Energy and Carbon Impact of Precision Livestock Farming Technologies Implementation in the Milk Chain: From Dairy Farm to Cheese Factory

Precision Livestock Farming (PLF) is being developed in livestock farms to relieve the human workload and to help farmers to optimize production and management procedure. The objectives of this study were to evaluate the consequences in energy intensity and the related carbon impact, from dairy farm to cheese factory, due to the implementation of a real-time milk analysis and separation (AfiMilk MCS) in milking parlors. The research carried out involved three conventional dairy farms, the collection and delivery of milk from dairy farms to cheese factory and the processing line of a traditional soft cheese into a dairy factory. The AfiMilk MCS system installed in the milking parlors allowed to obtain a large number of information related to the quantity and quality of milk from each individual cow and to separate milk with two different composition (one with high coagulation properties and the other one with low coagulation properties), with different percentage of separation.
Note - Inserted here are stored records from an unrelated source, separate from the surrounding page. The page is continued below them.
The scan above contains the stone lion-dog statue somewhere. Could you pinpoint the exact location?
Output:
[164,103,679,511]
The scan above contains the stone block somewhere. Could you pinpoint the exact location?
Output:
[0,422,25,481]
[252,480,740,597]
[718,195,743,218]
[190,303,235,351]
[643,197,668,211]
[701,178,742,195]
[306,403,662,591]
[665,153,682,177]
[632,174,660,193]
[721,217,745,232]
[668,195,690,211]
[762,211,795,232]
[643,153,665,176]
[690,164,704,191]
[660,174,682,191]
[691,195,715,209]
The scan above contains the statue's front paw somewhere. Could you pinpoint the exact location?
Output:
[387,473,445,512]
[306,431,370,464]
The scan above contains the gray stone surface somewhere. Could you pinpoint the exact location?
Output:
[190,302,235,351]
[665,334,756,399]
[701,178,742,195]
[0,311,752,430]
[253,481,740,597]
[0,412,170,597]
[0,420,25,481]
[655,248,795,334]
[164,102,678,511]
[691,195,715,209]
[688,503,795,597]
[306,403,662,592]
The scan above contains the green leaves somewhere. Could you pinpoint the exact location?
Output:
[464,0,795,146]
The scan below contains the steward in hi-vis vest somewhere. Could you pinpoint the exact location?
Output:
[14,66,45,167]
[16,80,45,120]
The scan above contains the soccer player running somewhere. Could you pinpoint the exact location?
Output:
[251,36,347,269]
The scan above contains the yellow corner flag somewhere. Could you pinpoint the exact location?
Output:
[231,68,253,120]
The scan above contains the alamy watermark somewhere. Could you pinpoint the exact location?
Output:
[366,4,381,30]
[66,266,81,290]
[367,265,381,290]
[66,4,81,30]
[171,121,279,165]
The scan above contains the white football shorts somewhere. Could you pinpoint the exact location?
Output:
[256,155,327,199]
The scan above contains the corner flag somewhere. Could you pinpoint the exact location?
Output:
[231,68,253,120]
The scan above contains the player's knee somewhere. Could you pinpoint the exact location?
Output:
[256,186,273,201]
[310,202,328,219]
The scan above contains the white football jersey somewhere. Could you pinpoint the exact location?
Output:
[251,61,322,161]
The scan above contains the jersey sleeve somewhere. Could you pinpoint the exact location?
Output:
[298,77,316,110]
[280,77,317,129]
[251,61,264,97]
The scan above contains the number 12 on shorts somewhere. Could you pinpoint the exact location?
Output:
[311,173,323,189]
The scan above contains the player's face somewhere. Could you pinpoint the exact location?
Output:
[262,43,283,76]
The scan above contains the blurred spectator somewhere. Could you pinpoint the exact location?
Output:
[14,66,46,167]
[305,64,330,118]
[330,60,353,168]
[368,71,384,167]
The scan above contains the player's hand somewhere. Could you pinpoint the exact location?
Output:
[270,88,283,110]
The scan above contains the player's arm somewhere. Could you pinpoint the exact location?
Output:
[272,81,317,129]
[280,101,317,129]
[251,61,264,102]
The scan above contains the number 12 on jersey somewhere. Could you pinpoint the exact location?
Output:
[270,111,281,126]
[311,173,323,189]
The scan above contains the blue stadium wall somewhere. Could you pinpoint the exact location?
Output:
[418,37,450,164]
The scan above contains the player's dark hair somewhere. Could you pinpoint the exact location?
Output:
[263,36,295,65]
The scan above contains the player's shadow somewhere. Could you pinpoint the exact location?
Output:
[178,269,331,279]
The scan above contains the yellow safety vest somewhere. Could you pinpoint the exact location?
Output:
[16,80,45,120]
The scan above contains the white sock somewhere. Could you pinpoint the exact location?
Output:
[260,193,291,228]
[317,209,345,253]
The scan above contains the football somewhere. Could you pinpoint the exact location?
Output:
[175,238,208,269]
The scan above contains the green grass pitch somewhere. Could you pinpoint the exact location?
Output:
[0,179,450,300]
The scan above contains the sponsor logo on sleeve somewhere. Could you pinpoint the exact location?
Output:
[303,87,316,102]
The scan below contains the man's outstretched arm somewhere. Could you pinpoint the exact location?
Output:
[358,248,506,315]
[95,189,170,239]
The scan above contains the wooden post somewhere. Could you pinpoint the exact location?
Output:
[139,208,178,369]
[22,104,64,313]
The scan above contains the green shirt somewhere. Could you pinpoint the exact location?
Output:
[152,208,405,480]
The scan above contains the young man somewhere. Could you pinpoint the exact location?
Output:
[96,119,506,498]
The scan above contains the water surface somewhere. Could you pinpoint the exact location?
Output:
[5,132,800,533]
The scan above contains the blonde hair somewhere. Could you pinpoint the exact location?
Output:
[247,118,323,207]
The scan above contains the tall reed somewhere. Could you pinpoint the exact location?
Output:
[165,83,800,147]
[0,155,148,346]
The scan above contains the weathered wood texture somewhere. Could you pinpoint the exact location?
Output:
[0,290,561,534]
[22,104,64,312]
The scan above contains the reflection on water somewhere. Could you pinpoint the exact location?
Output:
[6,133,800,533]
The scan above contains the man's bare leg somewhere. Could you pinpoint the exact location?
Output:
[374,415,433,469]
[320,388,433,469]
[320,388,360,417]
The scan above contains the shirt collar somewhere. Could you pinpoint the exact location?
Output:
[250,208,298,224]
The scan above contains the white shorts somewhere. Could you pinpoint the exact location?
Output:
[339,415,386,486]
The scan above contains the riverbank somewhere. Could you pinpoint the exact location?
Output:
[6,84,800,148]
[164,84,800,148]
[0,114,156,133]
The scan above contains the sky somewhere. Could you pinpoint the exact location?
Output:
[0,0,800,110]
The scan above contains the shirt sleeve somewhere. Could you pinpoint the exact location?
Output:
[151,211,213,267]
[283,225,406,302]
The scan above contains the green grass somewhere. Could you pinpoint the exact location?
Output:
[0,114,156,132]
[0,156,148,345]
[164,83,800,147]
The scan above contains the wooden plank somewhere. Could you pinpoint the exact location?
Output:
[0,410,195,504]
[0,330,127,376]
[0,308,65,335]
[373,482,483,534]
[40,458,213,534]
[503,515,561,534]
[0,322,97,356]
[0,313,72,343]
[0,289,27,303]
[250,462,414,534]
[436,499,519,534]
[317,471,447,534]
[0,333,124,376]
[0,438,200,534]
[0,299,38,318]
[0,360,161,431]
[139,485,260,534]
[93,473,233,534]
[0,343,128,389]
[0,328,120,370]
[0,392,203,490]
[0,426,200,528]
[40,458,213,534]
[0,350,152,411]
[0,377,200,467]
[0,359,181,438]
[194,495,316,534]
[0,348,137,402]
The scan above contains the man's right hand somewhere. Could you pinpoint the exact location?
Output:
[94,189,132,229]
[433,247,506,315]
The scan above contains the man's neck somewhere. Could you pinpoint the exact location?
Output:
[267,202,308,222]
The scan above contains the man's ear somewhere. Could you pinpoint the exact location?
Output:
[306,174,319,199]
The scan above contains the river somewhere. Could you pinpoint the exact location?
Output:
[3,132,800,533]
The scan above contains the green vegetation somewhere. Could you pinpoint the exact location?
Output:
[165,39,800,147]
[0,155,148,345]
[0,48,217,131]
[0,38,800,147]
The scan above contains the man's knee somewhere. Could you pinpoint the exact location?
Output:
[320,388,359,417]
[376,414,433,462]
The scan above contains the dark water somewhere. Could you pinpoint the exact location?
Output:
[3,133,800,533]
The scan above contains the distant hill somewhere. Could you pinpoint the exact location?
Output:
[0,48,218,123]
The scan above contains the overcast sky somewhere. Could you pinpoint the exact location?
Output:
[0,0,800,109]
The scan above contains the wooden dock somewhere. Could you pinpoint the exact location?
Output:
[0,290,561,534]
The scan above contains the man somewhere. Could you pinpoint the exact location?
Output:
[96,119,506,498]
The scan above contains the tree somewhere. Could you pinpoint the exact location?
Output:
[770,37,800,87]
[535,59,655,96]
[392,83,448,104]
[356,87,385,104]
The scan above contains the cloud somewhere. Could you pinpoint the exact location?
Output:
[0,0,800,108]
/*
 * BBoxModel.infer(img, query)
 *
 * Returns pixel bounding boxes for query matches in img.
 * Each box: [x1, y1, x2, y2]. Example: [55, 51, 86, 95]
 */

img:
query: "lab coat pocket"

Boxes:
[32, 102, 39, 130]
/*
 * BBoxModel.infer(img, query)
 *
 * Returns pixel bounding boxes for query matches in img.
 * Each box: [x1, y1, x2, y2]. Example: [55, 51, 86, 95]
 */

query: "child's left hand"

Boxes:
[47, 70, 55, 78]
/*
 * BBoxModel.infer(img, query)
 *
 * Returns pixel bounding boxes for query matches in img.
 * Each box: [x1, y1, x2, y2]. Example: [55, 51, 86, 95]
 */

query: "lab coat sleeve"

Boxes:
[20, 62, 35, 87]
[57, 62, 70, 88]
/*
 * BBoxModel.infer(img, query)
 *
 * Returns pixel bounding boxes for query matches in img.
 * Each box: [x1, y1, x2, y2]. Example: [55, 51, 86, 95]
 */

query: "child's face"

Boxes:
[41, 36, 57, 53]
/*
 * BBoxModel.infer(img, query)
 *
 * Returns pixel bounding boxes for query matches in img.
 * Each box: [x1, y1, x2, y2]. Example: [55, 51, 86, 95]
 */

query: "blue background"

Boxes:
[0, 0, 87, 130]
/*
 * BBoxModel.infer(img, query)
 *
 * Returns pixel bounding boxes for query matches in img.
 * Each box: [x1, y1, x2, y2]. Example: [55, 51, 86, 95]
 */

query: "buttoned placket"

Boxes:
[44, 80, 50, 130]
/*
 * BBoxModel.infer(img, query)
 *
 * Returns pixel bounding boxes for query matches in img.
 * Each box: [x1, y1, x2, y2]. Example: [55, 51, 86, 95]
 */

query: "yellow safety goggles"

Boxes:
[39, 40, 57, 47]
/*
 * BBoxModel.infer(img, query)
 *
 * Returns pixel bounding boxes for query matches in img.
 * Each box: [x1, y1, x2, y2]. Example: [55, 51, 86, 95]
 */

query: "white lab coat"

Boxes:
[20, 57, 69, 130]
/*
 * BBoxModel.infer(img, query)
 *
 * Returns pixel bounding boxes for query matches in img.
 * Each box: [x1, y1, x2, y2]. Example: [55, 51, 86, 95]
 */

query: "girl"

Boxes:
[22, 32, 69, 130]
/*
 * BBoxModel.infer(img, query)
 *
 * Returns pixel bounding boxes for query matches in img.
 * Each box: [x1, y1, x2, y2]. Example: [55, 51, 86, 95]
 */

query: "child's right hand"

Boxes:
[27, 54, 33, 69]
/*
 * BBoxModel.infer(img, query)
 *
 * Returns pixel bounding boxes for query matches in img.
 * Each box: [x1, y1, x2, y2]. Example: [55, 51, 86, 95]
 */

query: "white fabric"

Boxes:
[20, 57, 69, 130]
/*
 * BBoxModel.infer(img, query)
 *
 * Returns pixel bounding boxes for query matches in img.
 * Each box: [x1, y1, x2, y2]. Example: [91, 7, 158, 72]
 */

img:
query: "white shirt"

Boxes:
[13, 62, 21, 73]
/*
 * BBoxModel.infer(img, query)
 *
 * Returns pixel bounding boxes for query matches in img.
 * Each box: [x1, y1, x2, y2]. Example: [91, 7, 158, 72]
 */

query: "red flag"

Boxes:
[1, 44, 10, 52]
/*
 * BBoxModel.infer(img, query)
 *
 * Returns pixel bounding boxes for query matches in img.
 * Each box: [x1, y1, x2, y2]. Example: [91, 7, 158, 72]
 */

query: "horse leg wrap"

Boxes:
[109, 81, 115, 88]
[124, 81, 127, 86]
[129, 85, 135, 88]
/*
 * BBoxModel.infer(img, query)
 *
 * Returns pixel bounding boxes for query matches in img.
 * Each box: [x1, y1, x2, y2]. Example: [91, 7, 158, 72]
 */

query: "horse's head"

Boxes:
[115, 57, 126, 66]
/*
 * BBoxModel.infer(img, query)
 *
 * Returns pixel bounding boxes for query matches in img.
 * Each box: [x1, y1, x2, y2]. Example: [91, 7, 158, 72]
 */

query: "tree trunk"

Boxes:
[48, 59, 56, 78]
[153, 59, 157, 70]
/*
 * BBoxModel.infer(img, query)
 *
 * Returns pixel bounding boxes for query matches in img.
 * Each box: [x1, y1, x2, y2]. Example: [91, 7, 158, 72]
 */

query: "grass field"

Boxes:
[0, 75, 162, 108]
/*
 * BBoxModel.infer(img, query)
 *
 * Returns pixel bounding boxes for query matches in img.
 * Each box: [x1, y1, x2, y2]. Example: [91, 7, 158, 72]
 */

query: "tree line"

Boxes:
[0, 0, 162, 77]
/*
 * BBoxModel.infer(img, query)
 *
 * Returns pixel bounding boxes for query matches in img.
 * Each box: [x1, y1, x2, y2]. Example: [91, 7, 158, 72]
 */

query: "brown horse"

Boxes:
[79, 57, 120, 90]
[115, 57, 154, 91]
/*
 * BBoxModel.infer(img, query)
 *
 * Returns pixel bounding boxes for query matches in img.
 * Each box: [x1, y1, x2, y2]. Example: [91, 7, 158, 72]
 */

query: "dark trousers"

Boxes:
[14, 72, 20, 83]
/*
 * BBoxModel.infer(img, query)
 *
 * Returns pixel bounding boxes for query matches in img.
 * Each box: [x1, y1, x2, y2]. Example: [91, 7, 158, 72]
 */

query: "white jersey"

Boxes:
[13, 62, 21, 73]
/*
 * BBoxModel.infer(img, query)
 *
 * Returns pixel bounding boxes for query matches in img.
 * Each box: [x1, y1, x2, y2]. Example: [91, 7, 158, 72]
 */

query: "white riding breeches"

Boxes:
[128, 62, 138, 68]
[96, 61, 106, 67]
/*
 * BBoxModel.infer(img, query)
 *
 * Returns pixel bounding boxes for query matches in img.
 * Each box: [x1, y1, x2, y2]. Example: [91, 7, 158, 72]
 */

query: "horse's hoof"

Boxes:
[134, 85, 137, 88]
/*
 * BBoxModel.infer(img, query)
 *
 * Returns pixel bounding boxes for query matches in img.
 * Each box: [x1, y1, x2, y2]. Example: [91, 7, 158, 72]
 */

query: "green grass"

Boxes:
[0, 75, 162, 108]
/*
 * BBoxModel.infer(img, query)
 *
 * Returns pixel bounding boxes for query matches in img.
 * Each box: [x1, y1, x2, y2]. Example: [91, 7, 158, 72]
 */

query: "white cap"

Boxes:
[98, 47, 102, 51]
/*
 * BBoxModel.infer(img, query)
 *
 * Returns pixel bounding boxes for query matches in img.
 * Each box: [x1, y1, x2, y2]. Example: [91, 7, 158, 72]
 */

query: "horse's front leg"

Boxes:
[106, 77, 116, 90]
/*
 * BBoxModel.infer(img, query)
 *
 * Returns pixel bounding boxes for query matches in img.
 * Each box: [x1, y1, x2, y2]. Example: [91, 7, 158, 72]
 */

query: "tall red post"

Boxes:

Due to the presence of an additional milkline and the AfiMilk MCS components, the energy requirements and the related environmental impact at farm level were slightly higher, among 1.1% and 4.4%. The logistic of milk collection was also significantly reorganized in view of the collection of two separate type of milk, hence, it leads an increment of 44% of the energy requirements. The logistic of milk collection and delivery represents the process which the highest incidence in energy consumption occurred after the installation of the PLF technology. Thanks to the availability of milk with high coagulation properties, the dairy plant, produced traditional soft cheese avoiding the standardization of the formula, as a result, the energy uses decreased about 44%, while considering the whole chain, the emissions of carbon dioxide was reduced by 69%. In this study, the application of advance technologies in milking parlors modified not only the on-farm management but mainly the procedure carried out in cheese making plant. This aspect makes precision livestock farming implementation unimportant technology that may provide important benefits throughout the overall milk chain, avoiding about 2.65 MJ of primary energy every 100 kg of processed milk.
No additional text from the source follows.